1. SOC (stream of consciousness) writing, getting the mind-junk out there…
2. 1 Hr Walk. Really does wonders, expands my world, changes my perception and possibly eats up fight/flight hormones from challenging day…
3. Yoga(ha!), meditation or relaxation. (at least attempting to) centre, become still, hear the inner voice…
4. Water – drink lots and lots, atleast 2L. My mind is less spaz with h20 added…
5. Create/ study – to distract and feed the soul…

Im thinking of things to do on a more esoteric level too. Mirror magic (self love), waxing/ dark moon firey banishments…

This could all possibly be null and void because Im celebrating buying my plane tickets to Peru with a last drink atm. But Im determined to get myself together so I’m fully present when I hike to Machu Picchu in September/October.

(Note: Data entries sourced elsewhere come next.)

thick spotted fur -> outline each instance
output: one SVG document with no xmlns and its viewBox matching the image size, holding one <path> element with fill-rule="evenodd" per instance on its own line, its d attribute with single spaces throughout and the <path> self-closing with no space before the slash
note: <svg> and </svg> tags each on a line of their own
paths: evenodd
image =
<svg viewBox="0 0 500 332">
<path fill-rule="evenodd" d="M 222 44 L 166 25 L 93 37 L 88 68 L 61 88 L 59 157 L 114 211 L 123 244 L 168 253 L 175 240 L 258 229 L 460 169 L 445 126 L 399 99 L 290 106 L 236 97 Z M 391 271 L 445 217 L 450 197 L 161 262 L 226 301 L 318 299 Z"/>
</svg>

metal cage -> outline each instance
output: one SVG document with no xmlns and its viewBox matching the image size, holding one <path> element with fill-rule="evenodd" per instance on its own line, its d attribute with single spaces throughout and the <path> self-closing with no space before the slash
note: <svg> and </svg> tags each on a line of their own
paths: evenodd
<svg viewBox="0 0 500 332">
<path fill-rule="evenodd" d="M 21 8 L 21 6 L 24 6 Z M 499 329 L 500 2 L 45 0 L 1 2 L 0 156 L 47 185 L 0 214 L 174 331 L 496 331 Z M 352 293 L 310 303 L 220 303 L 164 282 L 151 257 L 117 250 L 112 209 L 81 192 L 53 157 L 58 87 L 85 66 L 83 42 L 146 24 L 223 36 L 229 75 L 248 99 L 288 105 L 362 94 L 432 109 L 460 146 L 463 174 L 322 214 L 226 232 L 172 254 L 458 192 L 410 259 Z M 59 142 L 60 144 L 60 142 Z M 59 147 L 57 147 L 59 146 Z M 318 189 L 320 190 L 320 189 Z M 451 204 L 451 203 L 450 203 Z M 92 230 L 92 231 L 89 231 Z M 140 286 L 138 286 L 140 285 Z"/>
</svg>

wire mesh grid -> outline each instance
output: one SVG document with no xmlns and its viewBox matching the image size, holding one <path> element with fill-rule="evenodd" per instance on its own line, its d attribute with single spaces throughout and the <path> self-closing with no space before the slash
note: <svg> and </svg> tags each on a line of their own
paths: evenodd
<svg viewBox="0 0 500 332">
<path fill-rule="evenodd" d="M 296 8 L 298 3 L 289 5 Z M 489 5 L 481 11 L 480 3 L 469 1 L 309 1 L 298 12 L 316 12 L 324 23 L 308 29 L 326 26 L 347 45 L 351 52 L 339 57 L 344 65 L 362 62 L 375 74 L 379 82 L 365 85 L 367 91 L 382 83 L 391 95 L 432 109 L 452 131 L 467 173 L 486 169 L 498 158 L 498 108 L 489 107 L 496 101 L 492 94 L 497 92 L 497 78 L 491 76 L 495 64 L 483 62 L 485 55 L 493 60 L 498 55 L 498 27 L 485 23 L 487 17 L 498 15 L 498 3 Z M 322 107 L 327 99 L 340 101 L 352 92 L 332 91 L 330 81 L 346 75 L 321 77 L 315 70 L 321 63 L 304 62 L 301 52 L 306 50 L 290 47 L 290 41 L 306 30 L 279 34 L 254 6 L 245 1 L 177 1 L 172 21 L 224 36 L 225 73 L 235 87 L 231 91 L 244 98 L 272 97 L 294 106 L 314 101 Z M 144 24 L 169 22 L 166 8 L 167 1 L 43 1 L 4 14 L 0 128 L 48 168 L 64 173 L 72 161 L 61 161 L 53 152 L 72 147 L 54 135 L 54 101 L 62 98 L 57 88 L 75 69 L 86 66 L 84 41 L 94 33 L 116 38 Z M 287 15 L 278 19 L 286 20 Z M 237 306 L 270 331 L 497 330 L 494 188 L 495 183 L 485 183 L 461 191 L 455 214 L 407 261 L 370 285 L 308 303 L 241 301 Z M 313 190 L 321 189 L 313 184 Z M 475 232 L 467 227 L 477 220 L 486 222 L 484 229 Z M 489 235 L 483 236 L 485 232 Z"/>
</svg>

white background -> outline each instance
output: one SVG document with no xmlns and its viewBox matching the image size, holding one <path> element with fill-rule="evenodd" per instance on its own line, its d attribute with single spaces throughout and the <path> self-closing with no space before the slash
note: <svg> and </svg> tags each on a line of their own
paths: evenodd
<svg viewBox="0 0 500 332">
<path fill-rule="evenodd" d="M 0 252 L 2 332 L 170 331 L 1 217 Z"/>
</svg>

I hope you and yours are doing well,

Blessings
The Double Scorpio

Hmm. I know someone who did the first day of that with a terrible hangover and argued horribly with his boyfriend nearly the whole way. Okay well I am doing Wagonista too and frankly – the looming Full Moon, Mars-Neptune nonsense is a VERY good time to stay lucid. I mean, if i still had his number & had not altered my phone  number, i would have been with the Uranian last night. Lucidity is in.  Jupiter belting toward Neptune is also a full on for excess astro-signature. I mean, it is fab but very easy to go Over The Top with Neptunian substances.  My tip: Other than this being well timed, maybe move your bed into the health direction?? And  pray to Hygeia! Also amethyst is supposed to (somehow) support soberiety. Happy Wagonista!  I haven’t time to do the Arnie diet right now which is a pity as it is the most effective health regime EVER.

So if you want to go Wagonista with Double Scorpio and i – we will whinge and/or boast in the comments stream.

Oh and it ought to be easy for me as the Leo-Rising-Aquarian-Rugger-Stud is not really a big drinker. I know. It does not seem to go with being ex-league player. But they all very body conscious & Leo-Rising-Rugger-Stud is appalled by the kilojoules in grog. He & his ex-league mates are not metrosexual at ALL & indeed i know now a whole lot of terminology i did not know before but they swap ideas for salads, ensure they have lean protein every meal, freak out at trans-fats or even the ghee in indian food & give each other their best contacts for osteos, botox doctors, vitamin shots etc. Where-as the U could undo anyone’s diet scheme and thought being Wagonista some sort of insult to his bolshevik sensitivities.

OH and thingie. Milk Thistle. As liver tonic.